Most tests in the U.S. are also primarily multiple-choice, thus they do not measure or
encourage a focus on writing, research, scientific investigation, technology applications, or a host
of other critically important skills. Harvard University professor Dan Koretz points out that:
[V]alue-added models, taken by themselves, are not an adequate measure of overall
educational quality. Like any other measure based on standardized tests, VAMs provide a
valuable but incomplete view of students’ knowledge, skills, and dispositions. Because of the
need for vertically scaled tests, value-added systems may be even more incomplete than
some status or cohort-to-cohort systems. Value added-based rankings of teachers are highly
error-prone. And value-added modeling does nothing to address the … problems of an
excessive focus on standardized test scores in an accountability system: undue narrowing of
instruction, inappropriate test preparation, and the resulting inflation of test scores. Finally,
we have to accept that even within the range of outcomes assessed by the tests used in
VAMs, they cannot be counted on to give us true estimates of teachers’ value added…6
To understand the influences on student learning, more data about student learning, teachers’

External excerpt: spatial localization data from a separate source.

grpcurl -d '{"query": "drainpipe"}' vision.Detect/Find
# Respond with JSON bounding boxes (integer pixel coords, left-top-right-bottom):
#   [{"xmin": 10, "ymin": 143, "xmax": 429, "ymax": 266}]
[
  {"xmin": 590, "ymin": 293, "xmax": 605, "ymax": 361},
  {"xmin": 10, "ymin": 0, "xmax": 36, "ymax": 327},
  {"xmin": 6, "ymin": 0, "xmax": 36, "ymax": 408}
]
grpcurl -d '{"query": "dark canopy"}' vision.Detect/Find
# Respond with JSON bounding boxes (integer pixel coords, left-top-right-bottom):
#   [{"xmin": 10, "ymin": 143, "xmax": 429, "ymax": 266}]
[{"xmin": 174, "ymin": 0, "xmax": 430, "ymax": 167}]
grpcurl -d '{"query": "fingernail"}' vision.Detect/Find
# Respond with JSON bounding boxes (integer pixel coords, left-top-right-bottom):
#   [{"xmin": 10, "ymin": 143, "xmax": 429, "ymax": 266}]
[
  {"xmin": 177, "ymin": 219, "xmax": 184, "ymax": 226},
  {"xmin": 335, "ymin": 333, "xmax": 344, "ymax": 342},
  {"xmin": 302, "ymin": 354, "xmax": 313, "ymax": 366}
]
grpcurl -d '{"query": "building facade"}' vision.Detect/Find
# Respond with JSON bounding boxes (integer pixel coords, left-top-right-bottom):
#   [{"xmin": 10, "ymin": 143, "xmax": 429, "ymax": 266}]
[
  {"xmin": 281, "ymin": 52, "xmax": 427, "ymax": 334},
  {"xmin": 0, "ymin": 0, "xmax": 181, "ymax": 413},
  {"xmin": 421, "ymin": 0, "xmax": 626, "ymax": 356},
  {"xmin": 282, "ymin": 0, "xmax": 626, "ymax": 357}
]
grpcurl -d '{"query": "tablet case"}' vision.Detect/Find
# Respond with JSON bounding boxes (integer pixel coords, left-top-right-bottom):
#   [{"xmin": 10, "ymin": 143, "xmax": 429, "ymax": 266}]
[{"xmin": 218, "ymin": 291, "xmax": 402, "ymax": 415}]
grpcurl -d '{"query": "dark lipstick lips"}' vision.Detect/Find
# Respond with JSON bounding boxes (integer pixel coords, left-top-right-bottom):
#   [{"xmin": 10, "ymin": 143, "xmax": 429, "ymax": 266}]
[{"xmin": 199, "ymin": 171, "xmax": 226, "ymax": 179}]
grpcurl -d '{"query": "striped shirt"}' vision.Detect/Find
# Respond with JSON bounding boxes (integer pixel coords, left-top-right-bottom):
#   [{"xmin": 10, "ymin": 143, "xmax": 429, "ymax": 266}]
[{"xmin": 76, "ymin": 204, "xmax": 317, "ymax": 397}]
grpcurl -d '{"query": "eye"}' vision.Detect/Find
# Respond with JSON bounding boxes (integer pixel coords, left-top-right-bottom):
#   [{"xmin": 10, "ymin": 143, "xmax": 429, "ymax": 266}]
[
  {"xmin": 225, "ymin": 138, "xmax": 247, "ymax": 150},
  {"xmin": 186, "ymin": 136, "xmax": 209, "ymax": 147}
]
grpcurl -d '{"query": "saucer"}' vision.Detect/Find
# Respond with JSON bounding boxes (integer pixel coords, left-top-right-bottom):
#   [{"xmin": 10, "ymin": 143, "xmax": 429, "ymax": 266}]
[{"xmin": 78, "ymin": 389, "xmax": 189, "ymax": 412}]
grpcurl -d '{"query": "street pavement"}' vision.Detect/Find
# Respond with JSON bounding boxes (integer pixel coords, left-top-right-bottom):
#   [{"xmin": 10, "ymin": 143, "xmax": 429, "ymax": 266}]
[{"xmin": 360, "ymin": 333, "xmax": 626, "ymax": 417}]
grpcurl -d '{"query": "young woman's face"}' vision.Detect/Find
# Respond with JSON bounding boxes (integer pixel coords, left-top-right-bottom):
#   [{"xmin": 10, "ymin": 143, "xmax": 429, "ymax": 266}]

practices, and context are needed.
1 Daniel F. McCaffrey, Daniel Koretz, J. R. Lockwood, Laura S. Hamilton (2005). Evaluating Value-
Added Models for Teacher Accountability. Santa Monica: RAND Corporation.
2 Henry Braun, Using Student Progress to Evaluate Teachers: A Primer on Value-Added Models
(Princeton, NJ: ETS, 2005), p. 17.
3 Rothstein, J. (2007). Do Value-Added Models Add Value? Tracking, Fixed Effects, and Causal
Inference.
National Bureau for Economic Research.
4 Lockwood, J. R., McCaffrey, D. F., Hamilton, L.S., Stetcher, B., Le, V. N., & Martinez, J. F. (2007). The
sensitivity of value-added teacher effect estimates to different mathematics achievement measures.
Journal of Educational Measurement, 44 (1), 47 – 67.
5 Rothstein, p. 32.
6 Koretz, D. (2008, Fall). A Measured Approach, p. 39, American Educator, pp. 18-39.